What should we value in this life?

“The world is in a great dream and but few are awake in it.”

The above is a quote from William Law’s A Serious Call to a Devout and Holy Life (1729). Describing our world as being in a “great dream” is very fitting; there is a lack of permanence, even an unreality, in all that we see. Our bodies will grow old and die and decay. Things we build may outlast us, but not for long. Even great things like our nation and our economy are temporal—if life continues long enough on this earth they will fall and be forgotten; if Christ returns only that which abides in Him will remain. Either way everything on this earth that we see, experience, and contribute to will someday be no more.

And yet most people hold on to these things and treat them like ultimate ends. How many people show more concern for the government of this country, a government that will ultimately fall and be no more, than they do for God’s Kingdom, a Kingdom that will forever endure? How many people are more concerned about what their friends think of them than what God thinks of them? How many people pay more attention to the state of their car than the state of their soul? They are dreaming. And like everyone in a dream, they treat their dream as if it is the ultimate reality.

It is particularly interesting and often painful to witness people recognizing that there must be something more than this dream, but not having the knowledge or hope of anything greater, and so living in despair. This is a constant theme in our art. For example, consider the following from one of Beck’s songs: “I just hold on to nothing / To see how long nothing lasts.” To see that everything on this earth is ultimately nothing, yet to hold on to it nonetheless out of despair that there is nothing more—that is depressing stuff. This is a person to whom the Gospel would be very good news!

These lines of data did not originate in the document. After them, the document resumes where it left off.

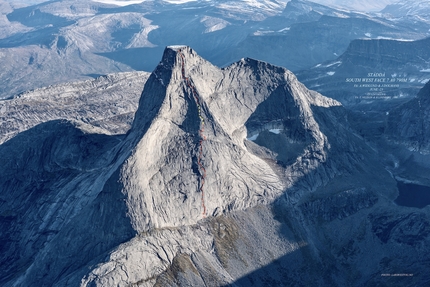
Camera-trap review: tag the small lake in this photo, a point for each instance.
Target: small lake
(413, 195)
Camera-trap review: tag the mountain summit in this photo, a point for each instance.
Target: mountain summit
(236, 176)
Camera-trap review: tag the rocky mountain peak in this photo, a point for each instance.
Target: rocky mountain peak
(206, 142)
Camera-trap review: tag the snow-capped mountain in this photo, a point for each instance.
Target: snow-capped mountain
(107, 102)
(236, 176)
(408, 8)
(79, 39)
(373, 73)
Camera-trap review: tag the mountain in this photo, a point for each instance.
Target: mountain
(373, 74)
(358, 5)
(407, 8)
(108, 102)
(408, 124)
(237, 176)
(63, 40)
(306, 34)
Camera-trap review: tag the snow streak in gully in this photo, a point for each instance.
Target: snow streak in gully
(201, 131)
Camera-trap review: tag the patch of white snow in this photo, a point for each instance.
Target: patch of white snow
(275, 131)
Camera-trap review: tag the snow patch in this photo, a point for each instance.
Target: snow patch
(275, 131)
(253, 138)
(285, 29)
(335, 63)
(213, 24)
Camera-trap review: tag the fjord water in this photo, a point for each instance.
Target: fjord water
(413, 195)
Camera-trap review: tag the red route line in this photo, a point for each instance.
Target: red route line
(201, 131)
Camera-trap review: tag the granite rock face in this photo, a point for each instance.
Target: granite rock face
(237, 176)
(409, 124)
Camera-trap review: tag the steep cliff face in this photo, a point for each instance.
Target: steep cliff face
(409, 124)
(235, 176)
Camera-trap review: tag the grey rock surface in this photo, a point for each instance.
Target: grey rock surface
(409, 124)
(228, 177)
(108, 102)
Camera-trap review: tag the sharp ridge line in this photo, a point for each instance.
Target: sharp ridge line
(201, 130)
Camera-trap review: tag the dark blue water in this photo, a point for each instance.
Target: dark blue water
(413, 195)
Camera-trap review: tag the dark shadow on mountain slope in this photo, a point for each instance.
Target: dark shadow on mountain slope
(343, 206)
(52, 210)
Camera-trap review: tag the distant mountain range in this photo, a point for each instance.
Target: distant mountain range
(59, 41)
(238, 176)
(373, 73)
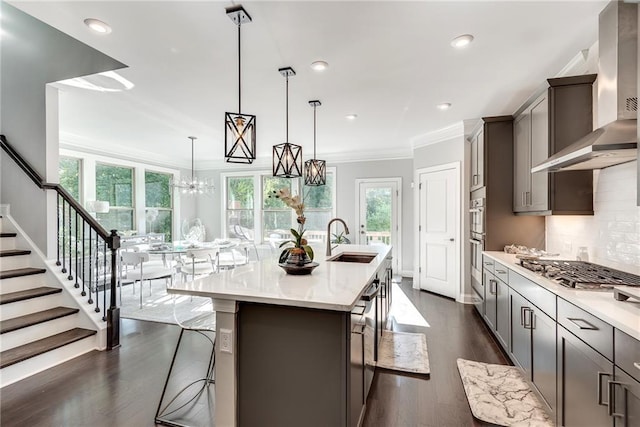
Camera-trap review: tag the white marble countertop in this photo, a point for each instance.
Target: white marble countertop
(331, 286)
(623, 315)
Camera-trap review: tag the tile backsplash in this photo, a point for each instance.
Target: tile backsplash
(612, 235)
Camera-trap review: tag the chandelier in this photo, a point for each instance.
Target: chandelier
(287, 158)
(239, 129)
(315, 171)
(193, 185)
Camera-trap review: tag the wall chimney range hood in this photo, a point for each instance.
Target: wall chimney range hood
(617, 141)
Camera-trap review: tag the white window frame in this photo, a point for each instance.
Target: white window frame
(257, 199)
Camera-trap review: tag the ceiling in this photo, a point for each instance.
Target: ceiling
(390, 63)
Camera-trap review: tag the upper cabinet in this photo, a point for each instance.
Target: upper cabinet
(558, 117)
(477, 160)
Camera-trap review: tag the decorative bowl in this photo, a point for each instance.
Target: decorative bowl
(298, 270)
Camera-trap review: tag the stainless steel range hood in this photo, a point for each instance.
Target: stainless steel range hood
(617, 141)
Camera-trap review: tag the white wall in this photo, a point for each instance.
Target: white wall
(32, 55)
(613, 233)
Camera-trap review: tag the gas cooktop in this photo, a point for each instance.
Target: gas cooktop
(580, 274)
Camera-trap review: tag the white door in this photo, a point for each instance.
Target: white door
(378, 213)
(438, 230)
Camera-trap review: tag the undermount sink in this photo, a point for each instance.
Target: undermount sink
(360, 257)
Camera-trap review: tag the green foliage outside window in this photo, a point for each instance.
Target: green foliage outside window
(115, 185)
(69, 171)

Or consider the following from Conor Oberst: “I’m so bored with my life, but I’m still afraid to die.” This is an honest sentence if I ever heard one, and I believe it to be the true, though unspoken, opinion of most people. Without Christ there is no purpose, no comfort—there is ultimately nothing. To quote my favorite nursery rhyme, “Life is but a dream.”

I say all this to highlight two very important purposes of Christian education.

First, Christian schools can partner with parents to teach children that there is an abiding reality beyond this world. Many treat this life as if it is all there is, but they are in a great dream; there is a reality beyond what we now see and experience, and this reality is everlasting and eternal. When everything we watch and listen to treats this world as the final reality, it is easy to be influenced by this thinking. Christian schools seek (or at the very least ought to seek) to swim against that current and help children grow the muscle they will need to swim upstream.

Second, as Christ said in Luke 10, “The harvest is plentiful.” People are desperate. Many see the futility of this life, of this world, yet without the Gospel message they will continue “to hold on to nothing.” I hope that my students will graduate with both the ability and the desire to share the Gospel with the countless lost out there who need it, but who live in such blindness that they don’t even know what they need.